Kevin Stalheim’s Last Thanksgiving Show
Present Music's traditional Thanksgiving concert has added meaning.
Present Music concerts are popular in part because new music is presented in novel, unexpected ways. That said, Present Music returns to a now familiar formula this Sunday afternoon for its annual Thanksgiving concert.
Held in the magnificent Cathedral of St. John the Evangelist, the Present Music concert celebrates the central Thanksgiving message – community. For many, this secular observance has become an annual tradition.
This concert, observing the close of Kevin Stalheim‘s 37 years as Artistic Director, will reprise many moments from past Thanksgiving concerts.
As one tradition, Present Music commissions a new work. This year American-Turkish composer Kamran Ince will premiere “Meditation and Gratitude.” The text is compiled from various poems and sayings of Rumi, the ancient Persian poet and mystic whose wisdom and teachings transcend ethnic divisions. Ince has been featured often at Present Music concerts. He writes that his new work was “written to celebrate, and to show gratitude for, Kevin’s many years of immense contributions to new music in the United States and in the world.”
The concert reprises Robert Honstein‘s “Book of Hours.” Premiered at this concert in 2016, the work loosely follows the structure of a medieval book of hours. The music takes its inspiration from an artwork stitched by artist and graphic designer Laura Grey. The project reimagines the ancient daily-devotional prayer book as a contemporary work – a large, table-sized book, roughly hand-stitched in red thread on delicate tissue paper. The contemplative work plays off literary quotes from Shakespeare, Rilke, poetess Jorie Graham, A Band of Horses and others.
Composer Caroline Shaw, who was featured to broad acclaim in 2013, will be represented by “From Rivers.” The Ronald Reagan IB High School Choir and the Homestead High School Choir combine their voices in this work. Accompanied only by a solo violin, a sonorous chorus harmonizes behind a soaring soprano voice. “We are beginning .. we come together ” – a simple, appropriate sentiment. This specific work was offered at 2015 Thanksgiving concert.
Organist Karen Beaumont will perform Jehan Alain‘s dramatic organ work, “Litanies” last played at this concert in 2016. Alain left instructions for the performance of his work:
When you play this piece, you must give the impression of an ardent evocation. The prayer is not a complaint but an irrepressible hurricane that overthrows everything in its path. It is also an obsession: one must fill the ears of men and of the Good Lord! If, in the end, you do not feel exhausted, then you will neither have understood nor played as I want it.

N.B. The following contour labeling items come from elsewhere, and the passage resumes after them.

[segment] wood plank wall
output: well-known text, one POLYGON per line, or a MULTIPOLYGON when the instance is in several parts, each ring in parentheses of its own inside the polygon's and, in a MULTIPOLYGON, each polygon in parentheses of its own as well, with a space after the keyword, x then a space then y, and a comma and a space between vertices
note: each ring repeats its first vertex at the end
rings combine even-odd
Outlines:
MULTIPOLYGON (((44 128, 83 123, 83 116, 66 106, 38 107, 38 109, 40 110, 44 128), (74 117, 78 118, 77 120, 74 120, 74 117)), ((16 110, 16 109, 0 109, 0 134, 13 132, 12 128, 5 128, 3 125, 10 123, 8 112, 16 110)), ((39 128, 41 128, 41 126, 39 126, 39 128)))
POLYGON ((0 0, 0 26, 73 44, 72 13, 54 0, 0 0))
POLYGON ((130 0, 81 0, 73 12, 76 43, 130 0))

Push yourself to the limit of speed and clarity.
An adaptation of an ABBA favorite, “The Way Old Friends Do,” reprises a moment from 2013. The text seems to sum up the communal spirit of this annual gathering.
The afternoon opens and closes with a drum circle song and a Native American Friendship Dance involving much of the audience – joining hands and circling the inside walls of the cathedral space.
To the many who return each year, the concert has become a secular community observance. We can all be thankful to Stalheim for creating and nurturing this community event.
The Thanksgiving concert begins at 5:00 p.m. Sunday, November 18th. A pre-concert talk with composer Kamran Ince begins at 4:00 p.m. Set your GPS for the Cathedral of Saint John the Evangelist at 812 N. Jackson St., or just head for Cathedral Square in downtown Milwaukee. Street parking is generally easy on Sundays. Or park along the route and take the streetcar to Cathedral Square.
Tickets may be purchased online through Friday, then at the door. Priority seating is sold out, but open seating in the other two sections range from $15 to $25.
Present Music will offer its next concert, In the New Chamber, as two performances February 21 and 22, 2019. The selection of contemporary chamber music benefits audiences close to the musicians in an intimate space. This year will use a recently opened venue tailored to Present Music’s palette, the Jan Serr Studio at UW-Milwaukee’s Kennilworth Building.